Gi But you don't necessarily favour one of these swing plane
types over the other?
JH: There is no correct way, as shown by the success of different
swings at the highest level. The contrast in the One
Plane swing of Ben Hogan and the Two Plane swing of Tom
Watson is just one of many examples; and within each of
these two categories there are probably ten variations that
are all good enough to get you into the Hall Of Fame!
Gi: So there is no ‘Jim Hardy swing'?
JH: Absolutely not. Instead,my philosophy is that it is vital
for all players – and their coaches – to understand the distinction
between plane types because, for any golf instruction
to be effective, it must be tailored in the context of that particular player's swing plane. If not, the advice could actually
be disastrous for your game.
Gi: Your approach finally explains the existence of so many
swing tips that golfers have heard down the ages that seem
to totally contradict each other.
JH: There are indeed many tips that appear to be the exact
opposite of each other and yet which are in fact both correct
– but obviously not in the same swing!
The relevance depends entirely on the type of swing plane.

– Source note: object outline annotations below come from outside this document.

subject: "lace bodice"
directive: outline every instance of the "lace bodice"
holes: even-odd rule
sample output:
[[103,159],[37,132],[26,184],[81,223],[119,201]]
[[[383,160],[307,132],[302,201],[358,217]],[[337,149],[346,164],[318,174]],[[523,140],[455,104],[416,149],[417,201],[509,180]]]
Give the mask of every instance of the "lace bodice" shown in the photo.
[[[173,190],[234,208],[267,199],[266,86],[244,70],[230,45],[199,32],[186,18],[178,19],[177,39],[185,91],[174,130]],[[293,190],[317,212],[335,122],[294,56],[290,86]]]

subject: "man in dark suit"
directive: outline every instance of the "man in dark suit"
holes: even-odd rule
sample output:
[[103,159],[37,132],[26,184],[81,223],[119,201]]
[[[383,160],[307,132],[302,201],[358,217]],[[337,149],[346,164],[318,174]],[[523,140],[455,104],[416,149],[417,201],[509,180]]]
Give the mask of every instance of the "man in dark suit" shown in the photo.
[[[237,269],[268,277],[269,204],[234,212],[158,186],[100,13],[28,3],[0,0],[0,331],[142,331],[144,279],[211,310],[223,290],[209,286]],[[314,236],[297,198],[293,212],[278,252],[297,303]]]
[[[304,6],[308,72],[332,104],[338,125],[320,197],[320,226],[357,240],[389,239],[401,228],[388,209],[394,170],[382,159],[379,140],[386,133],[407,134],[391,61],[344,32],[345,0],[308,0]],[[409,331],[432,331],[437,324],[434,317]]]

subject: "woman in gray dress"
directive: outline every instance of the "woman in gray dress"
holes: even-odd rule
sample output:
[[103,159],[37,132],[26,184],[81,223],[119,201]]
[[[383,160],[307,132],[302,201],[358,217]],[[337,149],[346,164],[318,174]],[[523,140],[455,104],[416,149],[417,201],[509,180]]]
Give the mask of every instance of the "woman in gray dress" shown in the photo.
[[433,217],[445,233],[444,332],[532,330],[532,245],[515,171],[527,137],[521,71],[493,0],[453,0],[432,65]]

For example, “Keep your head still” is wonderful if you have
One Plane swing, while “move your head behind the ball” is
great if you are a Two Planer. Similarly we've all heard “Shift
your weight onto your right leg [Two Plane]” but also “don't
shift your weight onto the right leg”.
Then there's: “Shift and turn your hips [One Plane]” and
“Don't shift and turn but slide and thrust your hips [Two
Plane]”. “Keep your arms in front of you [Two Plane]” versus
“let your arms swing around you [One Plane]”. “Turn your
body hard on the downswing [One Plane], “Don't turn your
body hard [Two Plane]”.We could go on.
Gi: You've refined your approach to include a system of
moves that are either ‘Pluses' or ‘Minuses' which you teach to
pros at your seminars. What do they refer to?
JH: These relate to the angle of attack and the width of the
swing through the impact area. Both of these are initially dependent
on the length of club, but a Minus move would be a
move that encourages a shallower angle of descent, while a
Plus would be something promoting a steeper angle of descent.
I like to use an airplane analogy. The short irons are like
the small light aircraft that have a steeper descent and need
only a short runway, or impact area. The driver is like a commercial
airliner that requires a longer, shallower flight path
and a longer runway.
Gi: The Matrix and My Profile online instruction programmes
are very impressive new ventures. Can
they really deliver the instant improvement they are designed
JH: In general, if your golf instructor – of any technical persuasion
– is not delivering a marked improvement in your
impact and ball flight fairly quickly, and you feel you executed
his instructions, then you should be questioning him
and his information.
In our system, based on your impact and ball flight mistakes
and considering your method, one plane or two plane,
your coach will create an individual profile for you and,
using The Matrix, he will be able to pinpoint very precisely
some practical faults and fixes that are designed to work immediately
if you apply them correctly. He selects the relevant
videos and drills for you to work on and e-mails you
the links for you to view and work on anytime, wherever you
are in the world.
Gi: You dedicate your second book to the legendary John Jacobs
who you worked with early in your career. How much
were you influenced by him?
JH: John was my mentor. He was the first golf coach to take a
logical approach that started with the golfer's mistake: the ‘bad shot'. He focused on ball flight and traced it back to what
was happening at impact; then to what the swing was doing
that caused the bad impact; and then finally to what the player
was doing that prompted that type of swing.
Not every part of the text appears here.